Quitobaquito Springs. Credit: Laiken Jordahl, Center for Biological Diversity

Al’alvaipia is not merely a watering hole. It is one of the last refuges for Hia-Ced O’odham families displaced by forced removal, violence, mining expansion, cattle interests, disease, and the international border itself. The historical record describes how the people dispersed from the Sierra Pinacate region under pressure from settlers and resource extraction during the 19th century. The oasis and cemetery at “Quitobaquito” hold the remains of at least 43 of our ancestor’s bodies connected to this final era of refuge and survival. In particular, there rests our family members of the Orozco, García, Velasco, and Ortega family lines. Some known relatives’ names include José Juan García, Luis Orozco, José Juan Orozco (identified as the last person buried there, in 1945), Wialos Velasco (“Doctor Pancho”), and Savel Orozco Velasco.

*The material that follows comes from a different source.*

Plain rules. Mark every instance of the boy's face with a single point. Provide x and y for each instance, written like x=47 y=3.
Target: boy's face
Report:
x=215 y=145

Today, the official name “Quitobaquito” often functions as a National Park landmark or ecological destination. Visitors know it for its endangered species: the pupfish, Sonoran Desert Tortoise, Pronghorn sheep, migratory birds, and desert springs. But the federal naming framework can obscure the reality that this is also a sacred O’odham burial landscape and ceremonial place. The cemetery documented in the 1982 study contains graves dating from approximately 1900 to 1945, preserving generations of Hia-Ced and related O’odham families. The graves themselves reveal an ongoing blending of Indigenous and Catholic traditions, rock-covered burials, offerings, All-Souls observances, and practices of returning to care for the dead. 

The struggle over naming matters intensely now because the landscape itself remains under threat by the U.S. Customs Border Protection’s “Secondary Border Wall” installation. Border militarization has transformed this sacred oasis into contested terrain. Proposed border wall construction and enforcement infrastructure threaten not only endangered species and fragile hydrology, but also O’odham burial sites and ceremonial relationships to the land. What appears on federal maps as a remote border zone is, for the Hia-Ced O’odham, an ancestral homeland divided by an imposed international boundary.

In that sense, “Quitobaquito” and “Al’alvaipia” describe two competing understandings of place. One treats the oasis as a managed federal site inside a fortified border regime. The other understands it as part of a living Indigenous world that predates both the United States and Mexico.

The question is not simply what the place should be called. The deeper question is whose history the name is allowed to carry forward. Colonial names often freeze Indigenous lands into museum pieces, scenic destinations, or security zones. Indigenous names, by contrast, preserve relationships between people, water, land, animals, sacred ceremony, migration, memory, and self-identity.

Al’alvaipia reminds us that this oasis is not a relic of the past. It is part of an ongoing struggle for Indigenous survival, preservation, protection, and return.